Vide emergere dalla tromba delle scale Zoe e Sasha e fece loro cenno di avvicinarsi.
Christa indicò loro il corridoio -Si trova da quella parte, in fondo al corridoio c'è una porta sulla sinistra, quello è l'ambulatorio. Dentro c'è un'altra stanza, dove dovrebbe esserci tutta la documentazione sull'esperimento_-
Christa si ammutolì di colpo, sentendo un rumore di passi in lontananza venire dal corridoio opposto. Imprecò, constatando che era un medico e che stava venendo verso di loro.
Si nascosero dietro al muro e Christa si sporse di poco per osservare l'uomo -Ci serve un diversivo, non abbiamo scelta.
Sasha alzò la mano, sorridendo rassegnata -Infondo volevo essere utile...- disse alzando le spalle. Senza aspettare una risposta, si diresse verso il medico appena apparso dal fondo del corridoio. Zoe, da dietro il muro osservò la scena. Vide Sasha parlare con il medico, probabilmente aveva detto di essersi sentita male. Poi sparirono dietro ad una delle porte.
-Zoe, andiamo.- la chiamò Christa -Abbiamo del lavoro da fare.

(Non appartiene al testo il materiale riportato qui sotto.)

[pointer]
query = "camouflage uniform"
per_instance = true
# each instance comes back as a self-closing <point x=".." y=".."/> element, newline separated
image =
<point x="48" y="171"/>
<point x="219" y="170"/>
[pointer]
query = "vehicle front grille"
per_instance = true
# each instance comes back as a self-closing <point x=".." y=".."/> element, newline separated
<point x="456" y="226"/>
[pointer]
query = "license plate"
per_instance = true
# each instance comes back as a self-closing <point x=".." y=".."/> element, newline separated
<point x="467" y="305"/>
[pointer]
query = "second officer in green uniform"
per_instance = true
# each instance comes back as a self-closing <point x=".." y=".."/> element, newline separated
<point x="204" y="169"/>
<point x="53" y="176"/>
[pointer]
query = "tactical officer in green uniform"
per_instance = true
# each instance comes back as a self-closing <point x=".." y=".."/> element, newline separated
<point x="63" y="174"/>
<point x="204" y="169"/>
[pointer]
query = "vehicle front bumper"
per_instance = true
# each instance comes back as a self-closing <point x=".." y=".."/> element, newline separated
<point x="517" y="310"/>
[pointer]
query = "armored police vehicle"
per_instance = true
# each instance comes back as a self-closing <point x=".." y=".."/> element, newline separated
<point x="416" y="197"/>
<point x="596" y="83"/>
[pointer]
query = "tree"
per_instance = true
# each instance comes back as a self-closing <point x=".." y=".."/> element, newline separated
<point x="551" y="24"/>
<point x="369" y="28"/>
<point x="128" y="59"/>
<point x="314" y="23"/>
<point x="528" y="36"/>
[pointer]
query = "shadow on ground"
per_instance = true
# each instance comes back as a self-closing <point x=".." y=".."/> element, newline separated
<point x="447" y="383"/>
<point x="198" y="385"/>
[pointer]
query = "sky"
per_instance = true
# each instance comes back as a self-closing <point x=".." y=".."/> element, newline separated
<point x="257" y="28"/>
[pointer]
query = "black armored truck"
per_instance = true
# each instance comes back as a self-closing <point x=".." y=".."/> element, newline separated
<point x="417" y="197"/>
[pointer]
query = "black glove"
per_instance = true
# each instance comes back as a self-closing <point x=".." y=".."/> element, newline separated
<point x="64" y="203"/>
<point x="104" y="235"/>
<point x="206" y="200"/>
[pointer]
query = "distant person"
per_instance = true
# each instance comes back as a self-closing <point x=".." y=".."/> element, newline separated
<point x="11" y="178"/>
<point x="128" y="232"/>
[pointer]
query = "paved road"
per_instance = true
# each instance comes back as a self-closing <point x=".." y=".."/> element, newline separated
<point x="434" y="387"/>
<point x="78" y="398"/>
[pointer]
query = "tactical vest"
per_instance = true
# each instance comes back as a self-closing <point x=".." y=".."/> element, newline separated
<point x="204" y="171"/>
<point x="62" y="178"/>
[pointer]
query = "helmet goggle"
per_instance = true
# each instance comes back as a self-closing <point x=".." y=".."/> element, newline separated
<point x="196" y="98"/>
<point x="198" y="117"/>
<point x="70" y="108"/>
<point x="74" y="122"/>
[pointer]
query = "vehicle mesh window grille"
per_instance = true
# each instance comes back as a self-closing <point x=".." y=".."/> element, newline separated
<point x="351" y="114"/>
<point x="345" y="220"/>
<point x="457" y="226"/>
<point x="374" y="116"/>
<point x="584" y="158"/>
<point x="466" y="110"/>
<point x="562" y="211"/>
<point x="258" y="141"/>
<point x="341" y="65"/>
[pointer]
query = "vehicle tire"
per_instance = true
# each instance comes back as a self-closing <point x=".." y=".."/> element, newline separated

Entrarono in uno degli ambulatori, Christa indicò la porta della stanza adiacente. -Quando sono stata portata in quest'ambulatorio, ho notato che lì accanto c'è un archivio con tutta la documentazione sull'esperimento.- Zoe si avvicinò agli armadietti di vetro. -Serve una chiave...-
Christa tirò fuori dalla tasca una chiave magnetica -L'ho fregata quel giorno a Sannes. Non è poi così intelligente.-
Recuperarono in fretta tutto quanto, ogni cartella che riuscissero a tenere fra le mani. Christa sembrava diversa, probabilmente Ymir aveva di nuovo preso il sopravvento su di lei. Aveva un'espressione strana, sorrideva determinata e tutto ciò a cui riusciva a pensare era distruggere Sannes e il suo dannato lavoro.
Zoe prese l'ultima cartella, quando ebbe una strana sensazione. Vide le cartelle scivolare via della mani di Ymir e riversarsi a terra, e un istante dopo anche lei si accasciò sul pavimento, tenendosi la testa tra le mani. Emise un urlo strozzato mentre Zoe spaventata, le si inginocchiava accanto, avendo già visto quella scena.
-Ymir...- provò a chiamarla.
-Ymir è sparita- mormorò Christa -Non sento più la sua presenza.-
Le lacrime cominciarono a scorrere lungo le sue guance -No... Sono spariti tutti... sono sola...- singhiozzò.
Sentiva la testa pesante, poi uno strano calore a livello della nuca cominciò a farsi sempre più forte, fino a trasformarsi in dolore. Sentiva qualcosa scorrere nella sua testa, come se qualcuno stesse prosciugando tutto ciò che c'era al suo interno.
Zoe vide di sfuggita del sangue uscire dalle sue orecchie -Christa...-
Ma quando la ragazza alzò la sua testa, Zoe vide con orrore che aveva un emorraggia anche da una delle sue narici.
-Stai... sanguinando...- Mormorò in preda al panico. Cercò di riprendersi in fretta e caricò il corpo di Christa sulla sua schiena -Ti porto giù... e poi cerchiamo un medico...-
Christa però, prese a dimenarsi sulla sua schiena e senza che Zoe potesse evitarlo il suo corpo cadde nuovamente a terra. Non ci volle molto prima che il suoi occhi sparissero sotto alle sue palpebre e il resto del suo corpo s'immobilizzasse completamente.